In today’s 1st reading from second-Isaiah, we have a reference to the
servant of God, as this prophet called the future Messiah. It is God’s will that the Servant should suffer and offer himself as a sin-sacrifice for mankind. But his life will not really end in death, it will be given back to him again. He shall see the fruit of his sufferings in the many righteous ones whose iniquities he will bear.

This prophecy had its literal fulfillment in Christ This is testified by all four gospels. It is not so much the fact that one might be tempted to question, but rather the reason, the necessity, why it had to be thus. Could not God have found other ways of bringing men to heaven without subjecting his divine Son to humiliations and sufferings?

God alone has the full and satisfying answer to this question, and
part of our joy in heaven will be to learn the answers to this and to other theological questions, which trouble us on earth. Both the Old and New Testaments indicate at least a partial answer to this particular question, when they tell us this was an effect of God’s infinite love for us. We, of course, can form no adequate idea of what infinite love is and does. But even finite love, if true and meaningful, can and does go to great extremes for the sake of those loved.

The readings of the gospel for these last Sundays were all a build-up
and revelation of the mission of Jesus to his apostles. Jesus had just given his apostles the third prediction of the sufferings and death that awaited him in Jerusalem. These predictions fell on deaf ears as far as his apostles were concerned. Two of their leaders, James and John, came forward to ask him for the principal places in the glorious kingdom, they were sure he was going to set up when they reached Jerusalem. He was gentle with them for he knew they had not yet grasped that his kingdom was not of this world. He told them that if they would have a place in his kingdom they must imitate the sacrifice he was about to make to establish that kingdom – the path to glory is through suffering. Then he added that the leaders in his kingdom would not lord it over others as the Gentiles did; instead they would be the servants of those whom they would lead.

Our own natural inclination most likely would be to react like the other ten apostles and become vexed with James and John and to tell them what we thought of their selfish worldly ambitions. However, our Lord’s gentle answer: “you do not know what you are asking” shows us that ignorance of the nature of the kingdom he was going to set up, was the cause of their very human ambitions. They, with the other apostles, had still the common Jewish idea of the messianic kingdom. They thought the Messiah—and they were now convinced that Jesus was the promised Messiah-s-would set up a political kingdom in Palestine, oust the pagan Romans and eventually extend his kingdom to all nations.

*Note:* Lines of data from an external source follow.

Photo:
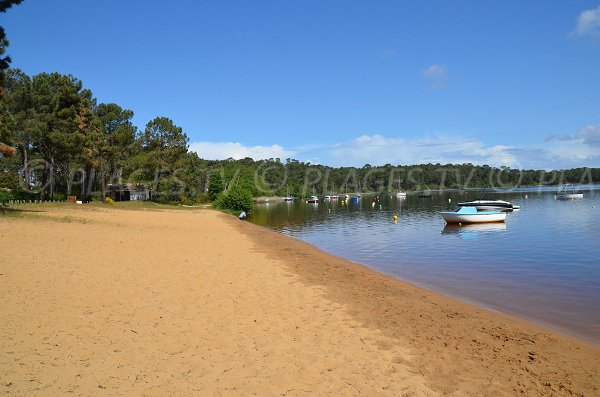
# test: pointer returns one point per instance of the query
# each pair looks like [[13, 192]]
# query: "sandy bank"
[[198, 303]]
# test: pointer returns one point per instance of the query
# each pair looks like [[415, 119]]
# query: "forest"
[[69, 144]]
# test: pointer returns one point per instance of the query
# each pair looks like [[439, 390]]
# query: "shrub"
[[236, 199], [5, 196]]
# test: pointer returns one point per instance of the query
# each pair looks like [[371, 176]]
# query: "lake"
[[542, 264]]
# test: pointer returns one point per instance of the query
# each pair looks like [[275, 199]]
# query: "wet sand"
[[105, 301]]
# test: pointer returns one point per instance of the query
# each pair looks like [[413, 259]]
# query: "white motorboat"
[[471, 215], [490, 205], [567, 192]]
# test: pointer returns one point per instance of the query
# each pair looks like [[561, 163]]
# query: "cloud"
[[437, 75], [590, 135], [581, 149], [588, 23], [378, 149], [225, 150]]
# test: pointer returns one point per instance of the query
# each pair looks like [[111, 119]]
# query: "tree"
[[163, 143], [19, 102], [5, 61], [117, 140], [215, 185]]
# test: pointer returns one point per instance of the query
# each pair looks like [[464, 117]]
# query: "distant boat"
[[312, 200], [471, 215], [567, 192], [490, 205]]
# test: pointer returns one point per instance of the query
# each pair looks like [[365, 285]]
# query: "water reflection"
[[541, 264], [471, 232]]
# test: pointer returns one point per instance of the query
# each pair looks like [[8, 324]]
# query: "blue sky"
[[338, 82]]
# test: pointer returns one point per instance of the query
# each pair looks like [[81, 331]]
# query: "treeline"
[[69, 144]]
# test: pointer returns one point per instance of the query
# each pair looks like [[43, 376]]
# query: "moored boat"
[[471, 215], [490, 205], [567, 192], [312, 200]]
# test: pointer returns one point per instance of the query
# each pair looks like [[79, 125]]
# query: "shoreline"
[[196, 302], [473, 305]]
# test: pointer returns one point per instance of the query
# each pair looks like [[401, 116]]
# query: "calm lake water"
[[543, 264]]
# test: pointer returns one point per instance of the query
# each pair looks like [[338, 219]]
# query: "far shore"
[[111, 300]]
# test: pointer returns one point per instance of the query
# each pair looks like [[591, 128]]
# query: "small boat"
[[490, 205], [567, 192], [471, 215]]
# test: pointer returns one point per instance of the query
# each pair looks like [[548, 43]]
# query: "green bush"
[[5, 196], [236, 199], [9, 180]]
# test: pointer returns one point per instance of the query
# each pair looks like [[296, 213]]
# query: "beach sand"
[[113, 302]]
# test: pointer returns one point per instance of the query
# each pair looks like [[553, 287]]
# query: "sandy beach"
[[120, 302]]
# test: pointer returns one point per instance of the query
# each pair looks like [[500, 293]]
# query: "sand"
[[113, 302]]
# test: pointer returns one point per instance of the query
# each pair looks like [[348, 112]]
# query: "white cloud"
[[225, 150], [377, 150], [388, 52], [588, 23], [581, 149], [437, 75], [590, 135]]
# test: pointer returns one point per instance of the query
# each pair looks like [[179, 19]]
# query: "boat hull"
[[490, 205], [571, 196], [454, 217]]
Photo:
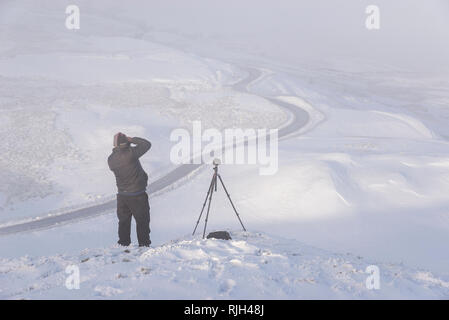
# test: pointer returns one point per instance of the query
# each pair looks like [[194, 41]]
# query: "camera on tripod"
[[210, 191]]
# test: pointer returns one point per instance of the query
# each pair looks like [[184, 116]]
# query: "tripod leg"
[[214, 182], [204, 204], [229, 197]]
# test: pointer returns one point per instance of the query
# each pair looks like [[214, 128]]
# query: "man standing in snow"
[[132, 199]]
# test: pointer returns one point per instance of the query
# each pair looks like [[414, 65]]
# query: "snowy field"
[[364, 182]]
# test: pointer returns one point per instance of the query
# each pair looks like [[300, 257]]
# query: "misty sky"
[[413, 35]]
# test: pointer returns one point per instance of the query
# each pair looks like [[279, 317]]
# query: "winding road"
[[298, 119]]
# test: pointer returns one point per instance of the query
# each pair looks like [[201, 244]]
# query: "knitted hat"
[[120, 140]]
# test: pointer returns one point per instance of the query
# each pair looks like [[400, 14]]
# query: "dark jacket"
[[124, 162]]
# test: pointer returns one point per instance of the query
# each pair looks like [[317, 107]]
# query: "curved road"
[[299, 119]]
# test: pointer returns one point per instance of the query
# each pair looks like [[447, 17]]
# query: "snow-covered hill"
[[368, 174], [250, 266]]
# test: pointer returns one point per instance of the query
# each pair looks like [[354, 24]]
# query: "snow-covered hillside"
[[364, 176], [250, 266]]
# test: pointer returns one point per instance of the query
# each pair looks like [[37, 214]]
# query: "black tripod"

That this kingdom he would set up would be universal, extending to all nations, was indicated in almost all the, messianic prophecies in the Old Testament; but that this kingdom would be spiritual not political, was not grasped by most of Christ’s contemporaries including the apostles.

Jesus, knowing that his apostles still had this wrong idea, was gentle with James and John. He took this opportunity to tell them that he would set up a glorious kingdom but that his sufferings and death would be a necessary prelude to its establishment. He had already referred to his sufferings and death three times, but the mention fell on deaf ears. Their argument was: how could he suffer death when he has still to establish his earthly kingdom? The truth in fact was that it was by means of his sufferings and death that he would establish his glorious kingdom. He challenged the two apostles then to know if they were willing to pay the price for a high place in his glorious kingdom; were they prepared to follow him through suffering and death? He accepted their affirmation, knowing it to be true, but told them their position of honor depended on his Father’s decision. Once they realized the nature of his glorious kingdom, they would be the last to look for positions of honor in it.

With James and John, let us tell our divine Lord that we are ready to follow him on the path to Calvary; that we are ready to drink the cup of sufferings which he drank and to be immersed in the sorrows which he endured. He went through all of this for us; we are doing it for our own sakes. He carried the real cross—ours is light when compared with his; furthermore, he will help us to bear our daily trial and struggles.